One such recommendation from the National Security Commission on Artificial Intelligence is a “digital academy” that would require civilian government service in exchange for free tuition, similar to the military academies.
The idea seemed to connect with some members of the House Armed Services Subcommittee on Intelligence and Emerging Threats and Capabilities, which held Thursday’s hearing. Other recommendations including improving the means to track digital talent in the government to more efficiently use limited resources.
“Incremental changes are not going to make a difference,” said José-Marie Griffiths, president of Dakota State University, who leads the NSCAI’s workforce subcommittee. The commission was created under the fiscal 2019 National Defense Authorization Act to provide governmentwide recommendations on improving U.S. AI development for national security.

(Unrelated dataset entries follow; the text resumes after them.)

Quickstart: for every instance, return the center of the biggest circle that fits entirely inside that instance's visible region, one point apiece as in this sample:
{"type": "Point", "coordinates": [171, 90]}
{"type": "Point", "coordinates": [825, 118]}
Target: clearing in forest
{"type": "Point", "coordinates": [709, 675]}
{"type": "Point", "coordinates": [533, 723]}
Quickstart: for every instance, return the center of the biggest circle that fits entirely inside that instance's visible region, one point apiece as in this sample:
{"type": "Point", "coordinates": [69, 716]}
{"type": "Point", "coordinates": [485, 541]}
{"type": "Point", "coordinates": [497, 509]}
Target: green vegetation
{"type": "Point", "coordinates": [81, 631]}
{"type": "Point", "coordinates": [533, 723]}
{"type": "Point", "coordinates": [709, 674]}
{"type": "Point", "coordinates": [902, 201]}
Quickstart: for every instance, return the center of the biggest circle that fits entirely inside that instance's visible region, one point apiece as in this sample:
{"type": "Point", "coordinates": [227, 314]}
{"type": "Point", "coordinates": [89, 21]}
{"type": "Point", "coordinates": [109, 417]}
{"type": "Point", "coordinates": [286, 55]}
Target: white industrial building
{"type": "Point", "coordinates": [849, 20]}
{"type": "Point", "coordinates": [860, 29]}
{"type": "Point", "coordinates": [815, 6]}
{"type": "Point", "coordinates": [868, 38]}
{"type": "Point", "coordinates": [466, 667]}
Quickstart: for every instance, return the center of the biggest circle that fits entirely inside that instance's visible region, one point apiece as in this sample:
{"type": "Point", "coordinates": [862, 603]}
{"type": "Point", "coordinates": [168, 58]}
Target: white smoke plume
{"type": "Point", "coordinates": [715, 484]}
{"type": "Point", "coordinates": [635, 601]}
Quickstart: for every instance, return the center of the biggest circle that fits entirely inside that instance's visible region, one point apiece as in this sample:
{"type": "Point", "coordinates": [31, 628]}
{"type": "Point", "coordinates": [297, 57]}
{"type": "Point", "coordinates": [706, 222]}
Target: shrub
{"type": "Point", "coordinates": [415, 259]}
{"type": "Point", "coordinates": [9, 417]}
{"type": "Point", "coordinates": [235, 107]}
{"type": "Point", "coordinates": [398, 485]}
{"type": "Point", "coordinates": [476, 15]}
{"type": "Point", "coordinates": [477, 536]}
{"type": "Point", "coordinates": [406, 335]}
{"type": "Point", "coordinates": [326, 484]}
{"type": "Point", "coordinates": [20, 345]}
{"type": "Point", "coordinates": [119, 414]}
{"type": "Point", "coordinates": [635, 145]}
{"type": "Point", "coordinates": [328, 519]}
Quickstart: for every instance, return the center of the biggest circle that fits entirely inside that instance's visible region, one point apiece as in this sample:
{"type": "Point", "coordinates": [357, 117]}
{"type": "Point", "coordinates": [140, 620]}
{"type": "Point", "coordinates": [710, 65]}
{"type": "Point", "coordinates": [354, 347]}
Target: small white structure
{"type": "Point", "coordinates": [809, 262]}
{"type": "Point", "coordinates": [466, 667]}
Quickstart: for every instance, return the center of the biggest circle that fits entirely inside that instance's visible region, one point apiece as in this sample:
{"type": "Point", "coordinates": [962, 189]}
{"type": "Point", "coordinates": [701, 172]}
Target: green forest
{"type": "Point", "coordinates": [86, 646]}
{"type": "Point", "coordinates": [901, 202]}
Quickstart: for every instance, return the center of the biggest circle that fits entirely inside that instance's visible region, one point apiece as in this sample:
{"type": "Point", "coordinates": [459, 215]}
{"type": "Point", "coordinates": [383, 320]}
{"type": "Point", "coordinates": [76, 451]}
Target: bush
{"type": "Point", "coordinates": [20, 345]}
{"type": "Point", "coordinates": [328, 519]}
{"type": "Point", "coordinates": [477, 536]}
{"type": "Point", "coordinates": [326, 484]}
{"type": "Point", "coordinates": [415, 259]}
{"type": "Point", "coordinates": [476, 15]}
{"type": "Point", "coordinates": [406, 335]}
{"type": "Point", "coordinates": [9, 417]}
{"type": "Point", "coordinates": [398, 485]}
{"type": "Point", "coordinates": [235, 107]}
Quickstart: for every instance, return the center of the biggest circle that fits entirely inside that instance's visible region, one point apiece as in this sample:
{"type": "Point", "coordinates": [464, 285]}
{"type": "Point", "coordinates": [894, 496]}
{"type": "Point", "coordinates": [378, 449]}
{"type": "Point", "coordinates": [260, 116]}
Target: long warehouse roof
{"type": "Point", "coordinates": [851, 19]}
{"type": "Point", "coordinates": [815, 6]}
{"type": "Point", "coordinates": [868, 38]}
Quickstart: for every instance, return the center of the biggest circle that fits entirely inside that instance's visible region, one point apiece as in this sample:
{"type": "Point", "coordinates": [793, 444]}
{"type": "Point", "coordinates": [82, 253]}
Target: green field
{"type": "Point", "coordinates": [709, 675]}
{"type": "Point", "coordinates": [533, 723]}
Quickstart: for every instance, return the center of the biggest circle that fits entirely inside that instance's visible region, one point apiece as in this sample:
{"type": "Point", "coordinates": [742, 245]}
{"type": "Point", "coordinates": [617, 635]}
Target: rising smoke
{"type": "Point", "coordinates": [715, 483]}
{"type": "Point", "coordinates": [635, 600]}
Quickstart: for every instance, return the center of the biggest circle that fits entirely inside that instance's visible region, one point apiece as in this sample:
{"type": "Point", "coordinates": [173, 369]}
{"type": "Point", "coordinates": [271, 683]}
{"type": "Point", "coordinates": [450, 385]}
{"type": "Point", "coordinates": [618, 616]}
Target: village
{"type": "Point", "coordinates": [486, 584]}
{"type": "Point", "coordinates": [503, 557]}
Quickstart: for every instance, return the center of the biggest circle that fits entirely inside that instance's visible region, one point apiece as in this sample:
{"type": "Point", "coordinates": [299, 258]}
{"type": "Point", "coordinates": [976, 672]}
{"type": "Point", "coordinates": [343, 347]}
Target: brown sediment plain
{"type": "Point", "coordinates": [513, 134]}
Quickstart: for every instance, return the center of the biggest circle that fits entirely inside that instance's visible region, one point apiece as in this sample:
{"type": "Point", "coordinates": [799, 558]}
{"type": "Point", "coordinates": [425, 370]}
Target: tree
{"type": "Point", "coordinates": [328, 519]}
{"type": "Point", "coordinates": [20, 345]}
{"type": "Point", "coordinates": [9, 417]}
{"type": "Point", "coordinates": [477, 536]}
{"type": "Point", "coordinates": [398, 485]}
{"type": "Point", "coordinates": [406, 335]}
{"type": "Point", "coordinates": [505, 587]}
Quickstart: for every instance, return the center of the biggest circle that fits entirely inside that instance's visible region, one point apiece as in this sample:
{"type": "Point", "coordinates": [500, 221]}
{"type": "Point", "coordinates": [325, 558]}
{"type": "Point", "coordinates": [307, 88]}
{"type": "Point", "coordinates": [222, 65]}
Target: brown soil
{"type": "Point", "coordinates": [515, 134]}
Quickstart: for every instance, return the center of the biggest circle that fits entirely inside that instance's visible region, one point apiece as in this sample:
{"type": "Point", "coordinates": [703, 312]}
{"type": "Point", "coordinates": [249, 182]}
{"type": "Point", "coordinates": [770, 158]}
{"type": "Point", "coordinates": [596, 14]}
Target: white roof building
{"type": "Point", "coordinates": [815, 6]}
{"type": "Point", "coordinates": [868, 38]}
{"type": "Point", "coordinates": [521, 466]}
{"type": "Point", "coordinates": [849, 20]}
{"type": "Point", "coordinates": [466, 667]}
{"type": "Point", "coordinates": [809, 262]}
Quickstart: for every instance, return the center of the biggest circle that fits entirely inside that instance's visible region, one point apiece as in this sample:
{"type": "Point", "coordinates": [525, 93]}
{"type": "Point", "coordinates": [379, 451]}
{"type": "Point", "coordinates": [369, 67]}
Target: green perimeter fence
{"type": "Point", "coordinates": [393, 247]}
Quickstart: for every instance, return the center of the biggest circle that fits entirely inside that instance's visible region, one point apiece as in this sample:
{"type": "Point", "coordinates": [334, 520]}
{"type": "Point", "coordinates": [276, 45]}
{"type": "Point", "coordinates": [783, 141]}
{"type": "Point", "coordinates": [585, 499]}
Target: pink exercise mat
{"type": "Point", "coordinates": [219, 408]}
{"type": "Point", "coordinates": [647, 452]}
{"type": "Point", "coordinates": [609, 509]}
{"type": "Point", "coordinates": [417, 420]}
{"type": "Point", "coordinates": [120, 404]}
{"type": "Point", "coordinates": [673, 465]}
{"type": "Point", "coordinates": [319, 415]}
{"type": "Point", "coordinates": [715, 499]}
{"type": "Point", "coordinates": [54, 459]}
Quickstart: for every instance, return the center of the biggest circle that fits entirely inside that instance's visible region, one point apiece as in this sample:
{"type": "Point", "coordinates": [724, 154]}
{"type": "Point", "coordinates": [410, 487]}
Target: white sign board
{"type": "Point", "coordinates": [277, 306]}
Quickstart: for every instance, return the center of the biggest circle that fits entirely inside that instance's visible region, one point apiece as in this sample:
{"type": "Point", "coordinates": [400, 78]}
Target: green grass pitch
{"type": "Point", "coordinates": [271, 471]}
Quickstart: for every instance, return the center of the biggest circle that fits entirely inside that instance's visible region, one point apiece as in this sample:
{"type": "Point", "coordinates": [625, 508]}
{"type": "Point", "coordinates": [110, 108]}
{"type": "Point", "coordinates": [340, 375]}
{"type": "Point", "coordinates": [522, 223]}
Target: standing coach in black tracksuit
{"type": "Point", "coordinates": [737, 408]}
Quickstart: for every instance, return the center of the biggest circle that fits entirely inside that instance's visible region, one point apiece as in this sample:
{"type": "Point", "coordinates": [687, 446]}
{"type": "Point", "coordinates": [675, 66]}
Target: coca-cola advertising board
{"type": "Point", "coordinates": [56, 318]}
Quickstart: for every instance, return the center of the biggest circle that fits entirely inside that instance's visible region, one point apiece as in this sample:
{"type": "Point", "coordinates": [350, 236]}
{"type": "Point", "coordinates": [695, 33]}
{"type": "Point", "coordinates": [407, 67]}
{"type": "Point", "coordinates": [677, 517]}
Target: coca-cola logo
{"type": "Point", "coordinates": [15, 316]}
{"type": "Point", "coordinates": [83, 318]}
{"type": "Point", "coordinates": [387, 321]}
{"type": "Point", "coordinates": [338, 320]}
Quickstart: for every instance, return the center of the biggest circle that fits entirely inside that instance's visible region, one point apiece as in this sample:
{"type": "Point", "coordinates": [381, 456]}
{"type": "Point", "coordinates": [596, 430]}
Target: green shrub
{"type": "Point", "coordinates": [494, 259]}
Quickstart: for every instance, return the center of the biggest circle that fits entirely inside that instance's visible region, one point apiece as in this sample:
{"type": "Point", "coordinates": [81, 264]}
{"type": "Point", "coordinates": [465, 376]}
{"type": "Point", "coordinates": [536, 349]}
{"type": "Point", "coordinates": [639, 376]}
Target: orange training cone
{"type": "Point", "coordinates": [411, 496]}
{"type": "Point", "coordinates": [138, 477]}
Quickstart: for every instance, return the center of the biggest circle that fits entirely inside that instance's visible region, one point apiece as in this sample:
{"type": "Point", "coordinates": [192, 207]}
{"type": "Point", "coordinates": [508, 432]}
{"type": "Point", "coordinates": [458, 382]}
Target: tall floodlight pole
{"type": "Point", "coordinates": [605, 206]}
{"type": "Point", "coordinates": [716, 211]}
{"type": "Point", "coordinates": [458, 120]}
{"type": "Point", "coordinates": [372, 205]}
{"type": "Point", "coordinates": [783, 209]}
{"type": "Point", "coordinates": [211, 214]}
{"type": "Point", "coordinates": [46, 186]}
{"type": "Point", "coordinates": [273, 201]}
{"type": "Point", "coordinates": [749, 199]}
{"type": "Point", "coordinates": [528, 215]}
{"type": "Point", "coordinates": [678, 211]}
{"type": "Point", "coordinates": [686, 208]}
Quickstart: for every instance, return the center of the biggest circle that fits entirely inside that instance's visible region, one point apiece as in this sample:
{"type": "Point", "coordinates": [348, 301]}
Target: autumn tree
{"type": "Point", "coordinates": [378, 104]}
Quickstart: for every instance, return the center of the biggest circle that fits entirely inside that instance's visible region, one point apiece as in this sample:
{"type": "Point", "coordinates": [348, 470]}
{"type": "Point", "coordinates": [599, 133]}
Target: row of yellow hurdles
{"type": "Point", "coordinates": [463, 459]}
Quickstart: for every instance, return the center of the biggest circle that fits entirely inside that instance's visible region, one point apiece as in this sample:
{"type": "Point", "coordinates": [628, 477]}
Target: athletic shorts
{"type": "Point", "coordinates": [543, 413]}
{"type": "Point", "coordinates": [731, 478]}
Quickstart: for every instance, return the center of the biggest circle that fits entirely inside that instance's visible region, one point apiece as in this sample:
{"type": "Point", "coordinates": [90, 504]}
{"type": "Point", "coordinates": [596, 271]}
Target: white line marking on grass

The digital academy was first brought up during the commission’s meeting in July, but was formally presented to Congress in a hearing for the first time Thursday. The academy would be fully accredited and independent from the government, but with an inter-agency oversight board of government officials and private sector executives.
Chrissy Houlahan, D-Pa., called the idea “really intriguing” and one that Congress should “take a very hard look at.”
Another scholarship-for-service recommendation from the commission is a digital reserve corps that would require at least 38 days a year of government technology work in exchange for tuition at a private university. Eric Schmidt, the commission’s chairman and former Google CEO, described it as a “watered down” version of the digital academy which would require full-time work after graduation.
“We need a next generation of talent, and they need to be in the government,” Schmidt said during his opening statement.
Griffiths added that every challenge the commission works on is inevitably tied to workforce improvements. Data management, international partnership and other key issues all rely on a expert workforce of employees that understand AI, she said.
There have been other initiatives to built AI workforce strategies from Congress. Reps. Will Hurd, R-Texas, and Robin Kelly, D-Ill, published a national strategy for AI workforce in and out of government that focused on early and continual education opportunities to develop AI talent.